EA Sports' NBA Elite 11 was supposed to be a new take on the sport, with dual-stick controls and a revamped career mode. A disastrous, glitch-filled demo proved to be the death of the project, with EA ultimately shelving it just before the game was set to launch. Now EA's CEO John Riccitiello has talked candidly about the decision, explaining why he made the call and what it means for the future.

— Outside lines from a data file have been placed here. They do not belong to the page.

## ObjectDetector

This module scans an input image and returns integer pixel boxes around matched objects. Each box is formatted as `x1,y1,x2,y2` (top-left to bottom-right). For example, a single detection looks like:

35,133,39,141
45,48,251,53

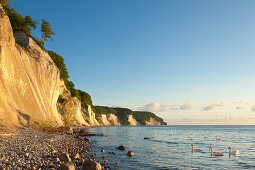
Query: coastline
0,128,110,169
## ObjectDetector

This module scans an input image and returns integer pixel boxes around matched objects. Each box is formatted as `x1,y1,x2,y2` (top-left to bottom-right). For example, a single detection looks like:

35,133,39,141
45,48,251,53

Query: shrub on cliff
48,51,69,80
3,4,38,35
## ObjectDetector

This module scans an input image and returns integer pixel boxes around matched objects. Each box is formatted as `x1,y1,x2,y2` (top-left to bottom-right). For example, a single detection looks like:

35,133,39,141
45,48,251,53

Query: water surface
87,126,255,169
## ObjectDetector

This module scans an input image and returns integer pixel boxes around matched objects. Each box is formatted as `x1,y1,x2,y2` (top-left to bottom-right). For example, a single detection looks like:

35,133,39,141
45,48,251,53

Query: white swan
216,136,221,140
209,147,224,157
188,137,193,140
228,147,240,156
191,144,203,152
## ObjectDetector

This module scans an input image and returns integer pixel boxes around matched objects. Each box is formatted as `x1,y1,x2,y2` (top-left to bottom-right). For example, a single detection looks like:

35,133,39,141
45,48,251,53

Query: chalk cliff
0,5,165,128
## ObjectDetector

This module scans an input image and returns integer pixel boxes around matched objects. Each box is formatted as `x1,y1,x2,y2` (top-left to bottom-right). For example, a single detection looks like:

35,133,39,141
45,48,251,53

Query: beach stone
65,127,73,135
24,153,29,158
127,151,135,156
79,129,88,136
59,153,72,163
59,162,75,170
117,145,126,151
82,160,102,170
53,157,60,164
74,153,80,159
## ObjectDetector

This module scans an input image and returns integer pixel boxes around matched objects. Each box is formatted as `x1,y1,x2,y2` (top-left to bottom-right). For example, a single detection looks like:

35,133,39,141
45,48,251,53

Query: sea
89,125,255,170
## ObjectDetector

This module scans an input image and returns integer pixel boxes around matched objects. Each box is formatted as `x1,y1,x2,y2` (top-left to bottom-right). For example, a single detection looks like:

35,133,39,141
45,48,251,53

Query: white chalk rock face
101,114,111,126
108,114,121,126
0,5,63,127
128,115,141,126
88,105,100,126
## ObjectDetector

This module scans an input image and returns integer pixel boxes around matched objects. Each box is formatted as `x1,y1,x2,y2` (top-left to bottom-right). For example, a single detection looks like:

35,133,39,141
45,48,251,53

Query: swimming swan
209,147,224,157
216,136,221,140
191,144,203,152
188,137,193,140
228,147,240,156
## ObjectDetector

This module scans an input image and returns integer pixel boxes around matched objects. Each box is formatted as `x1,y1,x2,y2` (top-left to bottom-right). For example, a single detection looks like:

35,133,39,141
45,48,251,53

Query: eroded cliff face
0,5,63,127
128,115,141,126
145,117,160,126
0,5,165,129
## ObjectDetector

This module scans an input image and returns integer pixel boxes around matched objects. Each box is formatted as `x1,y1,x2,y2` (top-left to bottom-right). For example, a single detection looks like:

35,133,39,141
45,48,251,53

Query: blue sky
10,0,255,124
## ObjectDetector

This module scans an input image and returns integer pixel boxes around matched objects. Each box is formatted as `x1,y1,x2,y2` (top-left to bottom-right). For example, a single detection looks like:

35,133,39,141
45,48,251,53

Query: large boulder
127,151,135,156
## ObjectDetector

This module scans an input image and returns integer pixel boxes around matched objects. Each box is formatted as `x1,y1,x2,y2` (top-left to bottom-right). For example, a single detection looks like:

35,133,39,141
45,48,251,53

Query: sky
10,0,255,125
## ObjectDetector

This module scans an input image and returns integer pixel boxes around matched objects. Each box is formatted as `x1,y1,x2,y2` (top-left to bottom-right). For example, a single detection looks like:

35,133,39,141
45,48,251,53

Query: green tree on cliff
4,4,38,35
41,19,55,45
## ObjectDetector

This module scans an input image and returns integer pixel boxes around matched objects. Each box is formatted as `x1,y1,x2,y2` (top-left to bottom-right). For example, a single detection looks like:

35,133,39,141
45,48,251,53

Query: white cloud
232,100,248,105
139,102,178,112
139,101,197,112
203,102,227,111
180,101,197,110
251,105,255,112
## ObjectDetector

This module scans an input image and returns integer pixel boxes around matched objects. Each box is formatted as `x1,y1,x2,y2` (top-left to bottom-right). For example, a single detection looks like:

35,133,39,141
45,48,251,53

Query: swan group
209,147,224,157
191,144,203,152
228,147,240,157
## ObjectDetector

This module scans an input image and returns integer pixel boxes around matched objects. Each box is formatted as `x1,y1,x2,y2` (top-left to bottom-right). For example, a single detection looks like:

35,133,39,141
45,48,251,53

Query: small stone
127,151,135,156
82,160,102,170
59,162,75,170
65,127,73,135
59,153,72,163
74,153,80,159
24,153,29,158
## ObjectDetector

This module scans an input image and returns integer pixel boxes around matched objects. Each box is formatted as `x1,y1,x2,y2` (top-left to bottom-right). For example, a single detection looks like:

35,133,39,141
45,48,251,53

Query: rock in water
82,160,102,170
59,153,72,163
74,153,80,159
117,145,126,151
127,151,135,156
59,162,75,170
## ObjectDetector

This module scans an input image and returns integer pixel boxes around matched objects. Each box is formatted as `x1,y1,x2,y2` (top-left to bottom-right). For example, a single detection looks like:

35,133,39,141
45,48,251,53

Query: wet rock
59,162,75,170
108,152,115,155
127,151,135,156
24,153,29,158
59,153,72,163
65,127,73,135
117,145,126,151
53,157,60,164
82,160,102,170
79,129,88,136
74,153,80,159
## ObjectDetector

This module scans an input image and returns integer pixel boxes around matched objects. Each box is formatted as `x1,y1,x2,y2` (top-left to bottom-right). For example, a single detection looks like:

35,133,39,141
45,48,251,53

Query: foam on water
86,126,255,169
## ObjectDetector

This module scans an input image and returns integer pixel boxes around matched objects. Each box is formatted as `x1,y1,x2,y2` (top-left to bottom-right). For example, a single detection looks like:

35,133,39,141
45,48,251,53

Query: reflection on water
87,126,255,169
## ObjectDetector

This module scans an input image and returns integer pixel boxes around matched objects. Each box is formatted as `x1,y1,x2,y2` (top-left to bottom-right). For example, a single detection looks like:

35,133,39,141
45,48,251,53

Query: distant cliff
0,5,166,128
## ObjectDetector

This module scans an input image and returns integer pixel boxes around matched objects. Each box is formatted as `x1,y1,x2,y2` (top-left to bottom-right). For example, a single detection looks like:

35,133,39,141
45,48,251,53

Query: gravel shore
0,128,106,170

"I thought about it and I thought, alright, at that point I didn't know how good [rival game NBA 2K11] would be but the rumors were [that it was going to be] good," he told Kotaku in an interview. "So we could have shipped a product we weren't proud of dead against their game that they are proud of and that we would have been proud of to ship ourselves. We would have probably lost 5-1 in the marketplace against that and firmly cemented a reputation for being one to ship secondary sports titles. We could have put the game back in production and showed up back in time for, say, the All-Star Break…but when you look at the data, typically somewhere between 85 and 90% of basketball games ship between launch date and the All-Star game so we would have been competing for, what, half of the last 10%? And the knock-on effect would have been that the team that would otherwise have been working on the following year's product would have three fewer months to build it.

"So there's the table: You can ship a product you're not proud of and compete for marginal share. You can delay the game to get a better product, but that's going to have a knock-on effect. And we made what I judged to be the best call given the circumstances."

It was certainly not a decision that anyone took lightly, but it's encouraging that it happened. Too often, we all gripe about games being pushed to market before they're ready. Seeing something like this canceled – particularly a game with with this high of a profile – shows that publishers know that players have long memories.